Female mosquitoes have special receptors, which detect carbon dioxide. Those of us who give off more CO2 than others are the ones who fall prey to the bloodsuckers. People who are overweight and/or hyperactive tend to give off higher levels of CO2. Also, if you just worked out, chances are you’re emitting lots of carbon dioxide too.
The mosquitoes, however, are also attracted to Type O blood. (If you’re Type O, you’re more likely to get bit than a person with Type A blood.) If you’re sweaty and have Type O, then you’ve doubled your chances of being a victim.
Other explanations for getting bit more are: 1) If you’re drinking beer (If you want ideas for other beverages that may even help you lose weight, click here.); 2) You’re wearing dark clothing; 3) You’re moving around a lot, which brings the insects’ attention to you. Scientists explain, however, that 85% of one’s susceptibility to getting bit by mosquitoes is his/her genetics.
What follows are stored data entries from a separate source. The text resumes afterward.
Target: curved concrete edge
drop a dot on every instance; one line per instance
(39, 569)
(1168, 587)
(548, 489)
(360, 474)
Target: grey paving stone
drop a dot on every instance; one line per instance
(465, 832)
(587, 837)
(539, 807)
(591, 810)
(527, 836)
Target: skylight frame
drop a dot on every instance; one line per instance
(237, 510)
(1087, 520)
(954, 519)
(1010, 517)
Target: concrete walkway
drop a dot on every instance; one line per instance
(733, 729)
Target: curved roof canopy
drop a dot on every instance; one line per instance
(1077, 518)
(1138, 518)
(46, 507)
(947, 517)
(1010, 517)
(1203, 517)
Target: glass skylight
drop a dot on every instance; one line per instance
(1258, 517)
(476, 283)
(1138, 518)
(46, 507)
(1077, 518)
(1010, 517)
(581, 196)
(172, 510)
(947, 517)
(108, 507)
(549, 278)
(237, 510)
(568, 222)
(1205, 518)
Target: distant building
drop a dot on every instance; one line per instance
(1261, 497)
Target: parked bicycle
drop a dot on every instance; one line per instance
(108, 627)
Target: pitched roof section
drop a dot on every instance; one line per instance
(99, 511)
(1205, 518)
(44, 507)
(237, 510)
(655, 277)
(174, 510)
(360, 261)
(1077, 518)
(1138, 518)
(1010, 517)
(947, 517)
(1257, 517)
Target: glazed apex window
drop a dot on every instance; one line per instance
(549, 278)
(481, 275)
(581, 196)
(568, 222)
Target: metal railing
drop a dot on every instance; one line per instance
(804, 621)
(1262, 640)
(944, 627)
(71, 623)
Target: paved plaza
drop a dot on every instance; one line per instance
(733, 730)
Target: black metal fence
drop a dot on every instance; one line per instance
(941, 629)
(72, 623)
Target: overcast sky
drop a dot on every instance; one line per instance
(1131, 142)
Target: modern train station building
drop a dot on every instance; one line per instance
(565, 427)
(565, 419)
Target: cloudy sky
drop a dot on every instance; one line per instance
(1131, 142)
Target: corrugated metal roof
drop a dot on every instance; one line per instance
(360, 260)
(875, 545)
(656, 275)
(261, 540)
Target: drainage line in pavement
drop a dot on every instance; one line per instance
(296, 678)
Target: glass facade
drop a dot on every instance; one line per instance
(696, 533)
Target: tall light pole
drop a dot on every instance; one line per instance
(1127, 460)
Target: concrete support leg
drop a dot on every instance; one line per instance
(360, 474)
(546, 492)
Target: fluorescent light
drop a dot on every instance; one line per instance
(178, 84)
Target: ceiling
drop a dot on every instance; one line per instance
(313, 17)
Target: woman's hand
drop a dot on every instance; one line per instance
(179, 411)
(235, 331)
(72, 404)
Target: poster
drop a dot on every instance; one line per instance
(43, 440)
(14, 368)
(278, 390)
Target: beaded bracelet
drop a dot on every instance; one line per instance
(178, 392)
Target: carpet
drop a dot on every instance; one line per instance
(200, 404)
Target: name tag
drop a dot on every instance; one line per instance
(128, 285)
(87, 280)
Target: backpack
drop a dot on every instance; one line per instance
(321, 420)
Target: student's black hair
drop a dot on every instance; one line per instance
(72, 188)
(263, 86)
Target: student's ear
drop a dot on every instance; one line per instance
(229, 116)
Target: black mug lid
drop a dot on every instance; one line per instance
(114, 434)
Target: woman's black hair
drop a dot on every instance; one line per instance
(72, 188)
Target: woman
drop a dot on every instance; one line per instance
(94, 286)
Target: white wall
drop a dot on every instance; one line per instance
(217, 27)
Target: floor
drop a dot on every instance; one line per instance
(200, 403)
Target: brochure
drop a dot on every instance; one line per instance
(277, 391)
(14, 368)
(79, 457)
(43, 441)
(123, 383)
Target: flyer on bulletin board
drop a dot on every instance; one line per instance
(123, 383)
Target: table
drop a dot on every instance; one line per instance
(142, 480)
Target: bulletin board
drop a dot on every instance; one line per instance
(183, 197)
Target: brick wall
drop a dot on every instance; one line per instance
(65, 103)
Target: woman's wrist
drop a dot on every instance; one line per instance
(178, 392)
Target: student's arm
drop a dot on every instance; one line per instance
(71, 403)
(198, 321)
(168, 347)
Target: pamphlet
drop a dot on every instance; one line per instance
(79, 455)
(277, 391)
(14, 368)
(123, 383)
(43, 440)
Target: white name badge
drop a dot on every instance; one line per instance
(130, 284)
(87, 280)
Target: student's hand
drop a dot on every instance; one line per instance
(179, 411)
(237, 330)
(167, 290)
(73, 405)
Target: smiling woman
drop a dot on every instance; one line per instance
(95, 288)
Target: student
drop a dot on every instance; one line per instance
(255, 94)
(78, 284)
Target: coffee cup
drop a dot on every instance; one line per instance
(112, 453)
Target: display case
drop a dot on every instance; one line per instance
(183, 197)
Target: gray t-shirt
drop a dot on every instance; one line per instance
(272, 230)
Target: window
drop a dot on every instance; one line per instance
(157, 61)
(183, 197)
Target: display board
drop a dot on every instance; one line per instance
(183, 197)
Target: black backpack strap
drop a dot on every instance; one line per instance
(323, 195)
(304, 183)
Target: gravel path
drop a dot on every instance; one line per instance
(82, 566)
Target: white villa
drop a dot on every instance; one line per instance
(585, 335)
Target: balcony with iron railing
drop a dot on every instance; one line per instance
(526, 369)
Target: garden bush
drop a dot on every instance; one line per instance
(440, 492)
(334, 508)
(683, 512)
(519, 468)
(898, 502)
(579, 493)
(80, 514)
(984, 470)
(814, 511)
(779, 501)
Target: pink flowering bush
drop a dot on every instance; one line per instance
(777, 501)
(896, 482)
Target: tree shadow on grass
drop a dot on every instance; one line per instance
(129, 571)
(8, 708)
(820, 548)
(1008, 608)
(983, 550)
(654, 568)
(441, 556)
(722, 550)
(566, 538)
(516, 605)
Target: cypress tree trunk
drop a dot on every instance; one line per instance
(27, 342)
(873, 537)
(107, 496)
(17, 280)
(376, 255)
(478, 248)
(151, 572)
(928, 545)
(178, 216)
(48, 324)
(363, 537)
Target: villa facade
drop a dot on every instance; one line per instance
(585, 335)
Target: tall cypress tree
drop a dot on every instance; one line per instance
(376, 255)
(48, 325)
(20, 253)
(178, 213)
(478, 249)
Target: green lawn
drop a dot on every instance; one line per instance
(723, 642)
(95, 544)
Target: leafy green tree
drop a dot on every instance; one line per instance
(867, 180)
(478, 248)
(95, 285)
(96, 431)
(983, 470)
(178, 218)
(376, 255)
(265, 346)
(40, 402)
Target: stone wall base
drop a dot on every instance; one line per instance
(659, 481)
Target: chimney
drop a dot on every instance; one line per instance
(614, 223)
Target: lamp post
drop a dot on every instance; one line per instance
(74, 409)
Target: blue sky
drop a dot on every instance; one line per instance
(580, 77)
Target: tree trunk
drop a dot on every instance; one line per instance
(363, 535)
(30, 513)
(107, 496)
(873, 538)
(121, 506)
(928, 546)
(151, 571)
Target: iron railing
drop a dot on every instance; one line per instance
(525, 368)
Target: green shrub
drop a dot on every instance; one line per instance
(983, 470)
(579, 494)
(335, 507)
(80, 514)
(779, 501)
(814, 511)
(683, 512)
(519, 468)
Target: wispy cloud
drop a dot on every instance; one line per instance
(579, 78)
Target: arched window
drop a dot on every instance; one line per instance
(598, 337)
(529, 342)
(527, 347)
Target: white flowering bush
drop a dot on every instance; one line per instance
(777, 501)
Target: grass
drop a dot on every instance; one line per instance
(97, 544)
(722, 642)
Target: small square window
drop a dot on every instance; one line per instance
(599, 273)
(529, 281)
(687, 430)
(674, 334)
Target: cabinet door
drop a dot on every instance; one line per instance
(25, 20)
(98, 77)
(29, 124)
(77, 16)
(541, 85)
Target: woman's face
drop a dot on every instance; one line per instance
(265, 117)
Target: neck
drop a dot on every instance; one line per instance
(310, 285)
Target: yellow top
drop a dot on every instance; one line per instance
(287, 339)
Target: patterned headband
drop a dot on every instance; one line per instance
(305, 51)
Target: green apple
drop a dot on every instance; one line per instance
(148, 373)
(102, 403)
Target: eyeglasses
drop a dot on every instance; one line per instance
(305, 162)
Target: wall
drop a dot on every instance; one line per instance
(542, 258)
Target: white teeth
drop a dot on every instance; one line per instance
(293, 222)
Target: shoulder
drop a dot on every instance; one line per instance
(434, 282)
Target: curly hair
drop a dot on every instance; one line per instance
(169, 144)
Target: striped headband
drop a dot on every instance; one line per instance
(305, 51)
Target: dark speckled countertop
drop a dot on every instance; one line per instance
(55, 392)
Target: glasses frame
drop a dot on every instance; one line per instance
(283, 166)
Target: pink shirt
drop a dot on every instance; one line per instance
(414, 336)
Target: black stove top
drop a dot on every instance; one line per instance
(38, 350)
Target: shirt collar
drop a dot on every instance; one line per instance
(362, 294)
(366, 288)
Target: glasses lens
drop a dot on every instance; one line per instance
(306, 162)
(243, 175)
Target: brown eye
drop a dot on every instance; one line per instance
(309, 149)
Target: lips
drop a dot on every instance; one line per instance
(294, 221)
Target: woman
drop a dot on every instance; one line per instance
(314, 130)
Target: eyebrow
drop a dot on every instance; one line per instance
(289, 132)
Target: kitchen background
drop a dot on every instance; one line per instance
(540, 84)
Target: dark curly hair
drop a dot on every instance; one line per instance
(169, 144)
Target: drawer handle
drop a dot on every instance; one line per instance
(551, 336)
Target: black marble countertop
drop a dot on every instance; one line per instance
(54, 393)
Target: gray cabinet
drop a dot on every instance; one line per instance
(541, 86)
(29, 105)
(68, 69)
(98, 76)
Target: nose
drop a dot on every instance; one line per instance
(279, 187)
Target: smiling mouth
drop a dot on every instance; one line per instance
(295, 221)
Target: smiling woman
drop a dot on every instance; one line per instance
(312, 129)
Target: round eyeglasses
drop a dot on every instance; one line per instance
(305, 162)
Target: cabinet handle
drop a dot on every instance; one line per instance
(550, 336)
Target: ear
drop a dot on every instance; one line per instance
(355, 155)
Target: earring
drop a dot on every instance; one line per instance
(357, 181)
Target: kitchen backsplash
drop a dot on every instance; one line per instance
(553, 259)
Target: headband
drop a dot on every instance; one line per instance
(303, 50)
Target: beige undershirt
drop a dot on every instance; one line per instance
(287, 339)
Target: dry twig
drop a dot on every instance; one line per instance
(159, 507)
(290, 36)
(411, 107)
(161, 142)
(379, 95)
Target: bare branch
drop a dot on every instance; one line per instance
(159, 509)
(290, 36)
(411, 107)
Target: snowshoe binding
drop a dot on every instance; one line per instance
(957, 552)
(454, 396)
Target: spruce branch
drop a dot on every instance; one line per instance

About one in 10 people are appealing to the insects.
Wearing lighter-colored long sleeves, long pants, a mosquito net over your head, and applying essential oils or a solution containing DEET are the best ways to avoid attracting mosquitoes.
If you get bit, it’s recommended to wash your bite with soap and water immediately. Dab either rubbing alcohol or witch hazel on the spot to kill germs, dry it out, and help relieve itching. Witch hazel is a plant that was used by Native Americans as an anti-itch and anti-inflammatory.
Calamine lotion or hydrocortisone cream are common go-to itch-relievers. Applying crushed ice can also help curb inflammation. Some people rub deodorant on the spot claiming that the aluminum chloride stops the swelling.
More “natural” applications for post-bite relief are aloe and honey. Tea tree oil supposedly helps too. Another remedy is to steam a couple of basil sprigs and apply them to the bite as a natural antihistamine. If you’re in the United States, your chances of contracting the Zika virus from a mosquito bite are quite miniscule. Before traveling abroad, you can check the CDC website for areas where mosquitoes are carrying the virus.